I think joggers should run themselves out in front of a fucking car!

Most joggers are so weak they have a tough time doing any type of physical labor!

Every time I see a jogger I want to pounce on him like a lion on a gazelle! 

One day I seen a cop buddy of mine jogging in town, I pulled over and asked him why he jogging? He said to stay in shape for his job, I asked him, when was the last time a criminal jogged away from you? Then I drive off.

Have you ever seen a jogger that resembles a man? Have you ever seen a jogger that looks masculine? It’s because jogging lowers testosterone!

Think about the people that say, well at least their doing something, yup at the very least he is doing something, what kind of bullshit answer is that?

Jogging has never benefited anyone except making people skinny fat! So why waste your time doing anything as useless as jogging?

It would make more sense to walk, just as a way to stay active, but like walking or jogging neither helps with anything other than walking or jogging!

And the fucking jogger is usually the one that acts as if they are morally superior while they build a body of weakness!

Your scrawny legs, your lack of muscle looks like you spent time smoking the glass pipe!

If you are a jogger and want to tell me how bad ass you are, if you want to argue your position, if you want to tell me how jogging is manly, tell some other jogger your bullshit let them validate you, weakness will always validate weakness!

I could go down to almost any local 3K or 5K and just smack the shit out of the local runner because they are so weak!

Fuck The Jogger!

Johnny Grube

 

 

 

Comments

  1. “I could go down to almost any local 3K or 5K and just smack the shit out of the local runner because they are so weak!”

    do not misjudge one type of conditioning for the other!

    5k IS NOTHING!

    Run a marathon, than come back and tell how it felt.

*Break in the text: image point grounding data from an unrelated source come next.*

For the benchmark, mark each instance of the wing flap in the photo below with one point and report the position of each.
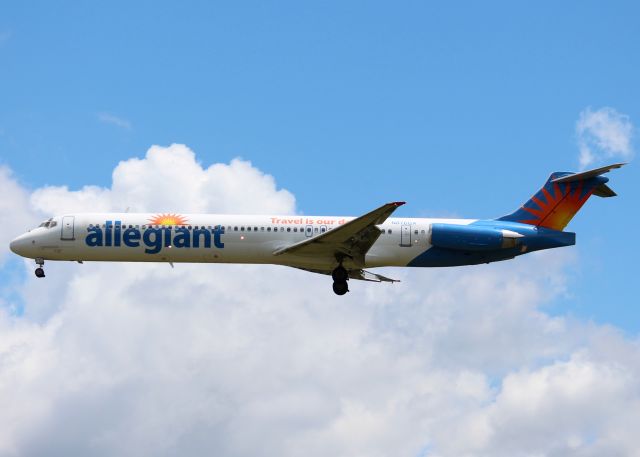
(353, 239)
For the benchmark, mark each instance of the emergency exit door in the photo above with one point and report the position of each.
(67, 228)
(405, 235)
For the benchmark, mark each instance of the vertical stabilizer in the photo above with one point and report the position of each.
(561, 198)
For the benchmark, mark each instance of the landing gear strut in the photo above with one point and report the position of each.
(340, 277)
(40, 271)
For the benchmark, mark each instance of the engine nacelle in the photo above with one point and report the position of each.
(472, 238)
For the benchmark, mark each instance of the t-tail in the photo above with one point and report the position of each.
(561, 198)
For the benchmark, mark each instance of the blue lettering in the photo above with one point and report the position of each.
(116, 235)
(182, 238)
(196, 238)
(217, 233)
(152, 239)
(131, 238)
(107, 237)
(94, 237)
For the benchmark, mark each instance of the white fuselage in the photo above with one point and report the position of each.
(213, 238)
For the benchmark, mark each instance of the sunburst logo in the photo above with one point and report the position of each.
(168, 219)
(557, 205)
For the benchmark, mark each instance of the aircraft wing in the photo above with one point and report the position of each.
(352, 239)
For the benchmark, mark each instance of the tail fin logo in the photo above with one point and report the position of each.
(556, 204)
(168, 219)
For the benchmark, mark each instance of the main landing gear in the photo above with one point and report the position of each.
(40, 271)
(340, 277)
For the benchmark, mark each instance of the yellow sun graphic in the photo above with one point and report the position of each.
(168, 219)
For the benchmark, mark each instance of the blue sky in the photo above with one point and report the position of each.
(458, 108)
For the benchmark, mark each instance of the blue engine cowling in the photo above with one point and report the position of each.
(469, 238)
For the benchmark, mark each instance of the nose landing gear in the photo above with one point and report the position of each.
(340, 277)
(40, 271)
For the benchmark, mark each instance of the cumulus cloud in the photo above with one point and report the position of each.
(112, 119)
(235, 360)
(603, 134)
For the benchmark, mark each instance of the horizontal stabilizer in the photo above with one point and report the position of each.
(604, 191)
(588, 174)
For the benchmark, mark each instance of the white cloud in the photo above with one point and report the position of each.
(130, 359)
(112, 119)
(603, 134)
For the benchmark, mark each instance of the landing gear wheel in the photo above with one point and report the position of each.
(39, 271)
(340, 274)
(340, 287)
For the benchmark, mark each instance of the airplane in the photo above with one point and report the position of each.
(343, 247)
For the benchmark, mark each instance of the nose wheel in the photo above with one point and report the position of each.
(40, 271)
(340, 277)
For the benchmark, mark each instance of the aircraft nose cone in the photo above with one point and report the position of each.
(19, 244)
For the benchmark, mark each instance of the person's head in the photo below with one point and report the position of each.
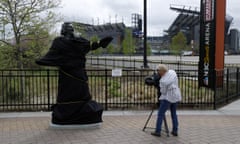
(162, 69)
(67, 29)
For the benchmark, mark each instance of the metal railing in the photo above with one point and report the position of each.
(131, 62)
(36, 90)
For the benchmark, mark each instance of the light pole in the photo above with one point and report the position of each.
(145, 63)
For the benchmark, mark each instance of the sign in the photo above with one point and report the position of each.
(116, 72)
(211, 41)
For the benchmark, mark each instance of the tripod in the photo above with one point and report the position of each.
(164, 121)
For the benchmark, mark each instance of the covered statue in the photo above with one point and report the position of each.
(74, 102)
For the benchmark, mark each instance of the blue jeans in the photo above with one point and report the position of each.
(164, 106)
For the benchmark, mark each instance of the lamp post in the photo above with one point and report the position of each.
(145, 63)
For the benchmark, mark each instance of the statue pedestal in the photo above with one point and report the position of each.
(83, 126)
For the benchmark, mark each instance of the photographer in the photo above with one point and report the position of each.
(170, 95)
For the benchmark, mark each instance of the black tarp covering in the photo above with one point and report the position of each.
(74, 102)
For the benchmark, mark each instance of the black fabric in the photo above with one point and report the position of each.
(66, 53)
(77, 113)
(74, 102)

    besides, what about old school boxers like Ali, Tyson, Marcciano, Frazier, Foreman?

    They all jogged.

    guess they were little weaklings back then…

  2. Again I will smack the shit out of a marathon runner! Boxers build their stamina
    more from punching the bag then running like a mindless zombie! After 35 years
    of training, and years of different martial arts I don’t know? That fat cow
    Oprah Winfrey ran a marathon, so do presidents, so does every skinny fat guy, it’s
    not impressive.

  3. Big difference between jogging and running. Running a hard 10k is a tough work out and. All great boxers ran their miles plus done their calisthenics. They are not mutually exclusive.

  4. @ simon:
    good point!

    @Johnny:
    yeah, you have experience. i get that.

  5. Nobody is too good for running. If running is easy, try running faster. Once you pick up the pace running soon gets you breathing hard and yes it is useful for fighting. I think Mr Johnny Grube is making reference to slow paced distance jogging. You don’t have to run far to get the benefits. You don’t have to go out and run 10km. Even running a distance of 2km can be a tough workout. A 2km run can be the hardest workout of your life. It all depends on HOW you attack it. It’ about intensity. If you coast your way through it, sure it becomes easy. Once you turn it into a 2km sprint trust me it puts you in pain.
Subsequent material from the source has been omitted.